Ein wesentlicher Punkt einer effektiven Bekämpfung der BVD besteht, immer begleitet von entsprechender Betriebshygiene (siehe auch Rinderhaltungshygieneleitfaden für NRW!), darin, die Virämiker so früh wie möglich zu erkennen und zu merzen, um den Infektionsdruck in den betroffenen Beständen und der gesamten Rinderpopulation so gering wie möglich zu halten. Nicht jedes Tier, bei dem BVD-Virus nachgewiesen wird, ist gleich ein Virämiker, erst die Nachuntersuchung nach mindestens 2 Wochen beweist durch einen erneuten Virusnachweis, dass das BVD-Virus von diesem Tier nicht durch Antikörper neutralisiert werden kann. Eine besondere Regelung gilt dabei für mittels Ohrstanze entdeckte neugeborene virustragende Kälber, bei denen ein einmaliger Nachweis des Antigens ausreicht. Virämiker sind umgehend der Schlachtung bzw. der Euthanasie zuzuführen.

Das Verfahren der Erkennung von Virämikern in Nordrhein-Westfalen bestand darin, zunächst über Blutproben alle Tiere im Bestand nach Antigenträgern zu suchen und nun alle nachfolgenden Kälber per Ohrstanzmarke, die innerhalb der ersten 7 Lebenstage gezogen werden muss, zu beproben. Kühe brauchten nicht beprobt zu werden, wenn ihre direkten Nachkommen Antigen-negativ waren, so konnte der Nachweis auch für diese Tiere abgeleitet werden.

Tierhalter, die Tiere in ihren Bestand aufnehmen, müssen sich darüber im Klaren sein, daß eine in den Tierpass eingetragene negative BVD-Untersuchung nur bedeutet, daß es sich bei diesem Tier nicht um einen Virämiker handelt. Sollte sich das Rind aber in den letzten Tagen zuvor beispielsweise auf einem Transport allerdings transient infiziert haben, kann es infektiöses Virus mit in den Bestand bringen und dort für Tage bis Wochen ausscheiden!

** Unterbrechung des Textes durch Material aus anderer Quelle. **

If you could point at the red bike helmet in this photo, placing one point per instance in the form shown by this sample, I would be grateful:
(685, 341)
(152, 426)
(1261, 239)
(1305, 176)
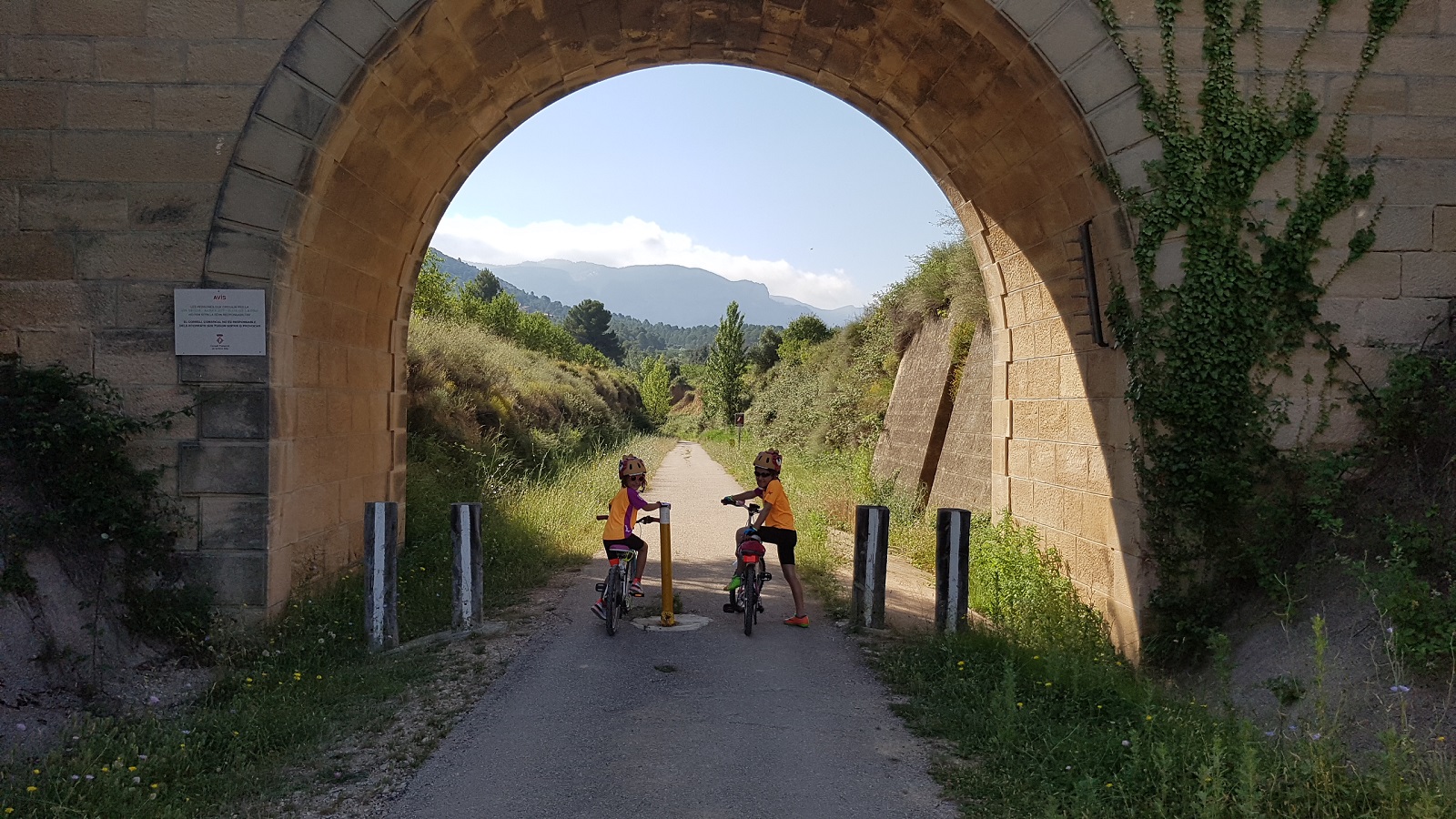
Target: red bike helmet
(769, 460)
(631, 465)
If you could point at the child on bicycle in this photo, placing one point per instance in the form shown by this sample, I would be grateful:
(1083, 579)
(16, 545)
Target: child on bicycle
(775, 525)
(622, 519)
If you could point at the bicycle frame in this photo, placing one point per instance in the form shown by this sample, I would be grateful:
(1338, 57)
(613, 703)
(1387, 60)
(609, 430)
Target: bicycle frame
(753, 573)
(616, 589)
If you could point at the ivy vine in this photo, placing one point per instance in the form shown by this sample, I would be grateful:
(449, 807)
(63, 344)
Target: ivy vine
(1203, 351)
(72, 487)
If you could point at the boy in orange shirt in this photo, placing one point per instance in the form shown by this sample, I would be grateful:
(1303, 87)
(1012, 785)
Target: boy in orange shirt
(775, 525)
(622, 519)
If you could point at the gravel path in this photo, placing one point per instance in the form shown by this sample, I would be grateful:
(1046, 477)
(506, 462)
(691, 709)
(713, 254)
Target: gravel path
(693, 723)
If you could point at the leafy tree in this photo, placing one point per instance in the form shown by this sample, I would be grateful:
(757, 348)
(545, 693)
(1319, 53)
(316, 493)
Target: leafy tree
(436, 292)
(589, 322)
(657, 388)
(766, 351)
(801, 334)
(724, 392)
(485, 286)
(807, 329)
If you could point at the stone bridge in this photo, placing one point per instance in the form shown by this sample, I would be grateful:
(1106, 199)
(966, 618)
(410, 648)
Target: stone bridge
(308, 149)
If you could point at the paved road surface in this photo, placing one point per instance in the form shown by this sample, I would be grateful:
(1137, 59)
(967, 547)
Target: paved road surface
(703, 723)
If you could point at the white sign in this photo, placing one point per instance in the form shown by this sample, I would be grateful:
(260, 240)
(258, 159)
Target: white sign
(220, 322)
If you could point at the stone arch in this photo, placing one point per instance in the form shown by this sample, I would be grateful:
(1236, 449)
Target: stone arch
(380, 108)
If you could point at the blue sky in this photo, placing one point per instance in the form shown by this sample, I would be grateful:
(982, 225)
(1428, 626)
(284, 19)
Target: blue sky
(743, 172)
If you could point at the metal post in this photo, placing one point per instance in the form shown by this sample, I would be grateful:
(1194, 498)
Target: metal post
(382, 574)
(871, 557)
(953, 552)
(468, 579)
(666, 537)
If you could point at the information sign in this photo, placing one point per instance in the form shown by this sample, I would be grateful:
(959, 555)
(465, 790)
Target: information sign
(220, 322)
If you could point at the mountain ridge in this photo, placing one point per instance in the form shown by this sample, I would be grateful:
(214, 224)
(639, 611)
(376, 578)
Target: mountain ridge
(673, 295)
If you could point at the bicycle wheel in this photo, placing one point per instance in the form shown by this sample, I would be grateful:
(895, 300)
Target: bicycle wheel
(612, 598)
(750, 598)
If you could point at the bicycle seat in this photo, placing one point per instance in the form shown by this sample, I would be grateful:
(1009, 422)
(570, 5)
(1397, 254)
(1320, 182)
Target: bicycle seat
(750, 547)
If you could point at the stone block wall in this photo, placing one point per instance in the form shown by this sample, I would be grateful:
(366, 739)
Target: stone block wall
(919, 410)
(963, 479)
(116, 124)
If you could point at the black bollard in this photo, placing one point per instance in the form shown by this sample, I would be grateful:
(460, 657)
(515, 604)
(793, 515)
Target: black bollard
(382, 574)
(953, 552)
(871, 557)
(465, 532)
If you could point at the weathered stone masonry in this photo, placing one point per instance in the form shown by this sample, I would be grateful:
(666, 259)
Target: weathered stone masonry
(308, 147)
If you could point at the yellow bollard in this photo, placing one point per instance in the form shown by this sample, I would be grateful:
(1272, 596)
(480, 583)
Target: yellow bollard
(666, 537)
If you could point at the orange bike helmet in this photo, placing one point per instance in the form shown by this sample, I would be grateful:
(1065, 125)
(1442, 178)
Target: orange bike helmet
(631, 465)
(769, 460)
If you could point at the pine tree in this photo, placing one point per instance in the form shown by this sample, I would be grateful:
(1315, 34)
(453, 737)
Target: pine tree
(724, 394)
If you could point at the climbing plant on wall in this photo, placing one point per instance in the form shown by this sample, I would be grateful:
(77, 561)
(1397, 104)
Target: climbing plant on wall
(1203, 350)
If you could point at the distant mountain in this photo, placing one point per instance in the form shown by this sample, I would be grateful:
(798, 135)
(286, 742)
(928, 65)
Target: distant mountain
(650, 337)
(682, 296)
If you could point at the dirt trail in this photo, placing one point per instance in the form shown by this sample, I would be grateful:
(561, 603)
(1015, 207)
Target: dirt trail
(695, 723)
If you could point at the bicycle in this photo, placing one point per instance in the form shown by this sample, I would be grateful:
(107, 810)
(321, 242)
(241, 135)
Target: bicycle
(753, 573)
(616, 589)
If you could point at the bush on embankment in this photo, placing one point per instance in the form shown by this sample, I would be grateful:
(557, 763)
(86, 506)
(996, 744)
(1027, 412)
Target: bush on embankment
(834, 394)
(473, 389)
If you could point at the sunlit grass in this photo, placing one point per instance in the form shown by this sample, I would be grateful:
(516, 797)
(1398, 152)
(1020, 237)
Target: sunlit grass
(1043, 717)
(284, 693)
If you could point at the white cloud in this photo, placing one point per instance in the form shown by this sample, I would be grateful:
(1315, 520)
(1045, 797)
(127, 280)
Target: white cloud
(628, 242)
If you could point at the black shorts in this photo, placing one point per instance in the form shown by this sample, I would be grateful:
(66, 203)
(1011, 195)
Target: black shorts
(783, 538)
(630, 542)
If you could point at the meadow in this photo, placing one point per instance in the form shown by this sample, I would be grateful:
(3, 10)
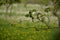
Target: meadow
(18, 27)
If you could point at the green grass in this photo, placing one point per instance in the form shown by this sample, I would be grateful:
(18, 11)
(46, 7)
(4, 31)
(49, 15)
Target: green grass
(26, 31)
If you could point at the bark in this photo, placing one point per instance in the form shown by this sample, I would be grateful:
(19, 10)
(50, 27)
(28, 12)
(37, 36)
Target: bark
(59, 22)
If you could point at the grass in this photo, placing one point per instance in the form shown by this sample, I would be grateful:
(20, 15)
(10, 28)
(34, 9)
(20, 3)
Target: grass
(26, 31)
(11, 30)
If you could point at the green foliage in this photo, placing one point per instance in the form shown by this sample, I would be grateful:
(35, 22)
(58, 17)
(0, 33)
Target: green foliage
(26, 31)
(27, 15)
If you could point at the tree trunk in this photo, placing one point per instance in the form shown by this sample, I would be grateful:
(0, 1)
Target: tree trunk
(59, 22)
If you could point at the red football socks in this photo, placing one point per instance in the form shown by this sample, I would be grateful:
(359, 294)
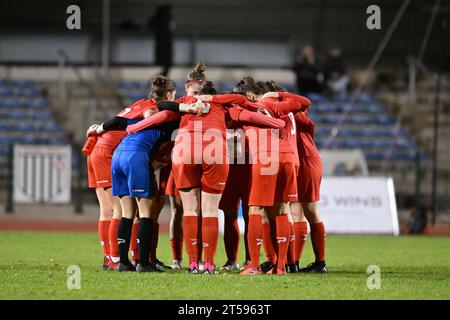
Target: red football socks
(199, 237)
(177, 249)
(283, 235)
(190, 234)
(133, 243)
(291, 248)
(318, 237)
(154, 245)
(113, 245)
(268, 244)
(254, 239)
(210, 237)
(301, 235)
(103, 235)
(231, 237)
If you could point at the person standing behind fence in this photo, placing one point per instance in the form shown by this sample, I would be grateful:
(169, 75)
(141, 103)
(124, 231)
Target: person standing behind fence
(163, 24)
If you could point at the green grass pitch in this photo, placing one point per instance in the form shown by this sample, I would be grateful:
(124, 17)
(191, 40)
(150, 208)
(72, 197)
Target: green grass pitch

Als drittes Standbein der BVD- Bekämpfung neben Hygiene und Virämikermerzung gilt die Schutzimpfung. Durch ausreichende Antikörper bei den Muttertieren sollen dabei Infektionen während der Trächtigkeit vermieden und somit die Entstehung virämischer Kälber verhindert werden. Es gibt derzeit verschiedene Impfstoffe (lebend und tot) mit verschiedenen Impfregimen. Mittlerweile ist es auch möglich, nicht nur BVD-Typ I, sondern auch zusammen gegen die Typen I und II zu impfen. Für die Impfung gegen die BVD kann bei der Tierseuchenkasse NRW eine Beihilfe zu den Impfstoffkosten beantragt werden, wenn sich der Betrieb verpflichtet, für 3 Jahre gemäß den jeweiligen Herstellervorgaben zu impfen. Dazu muss dann natürlich auch jede Impfung durch die Haustierarztpraxis in der HI-Tier-Datenbank eingetragen worden sein, dies sollte mittlerweile aber bei seuchenrelevanten Impfungen eine Selbstverständlichkeit sein.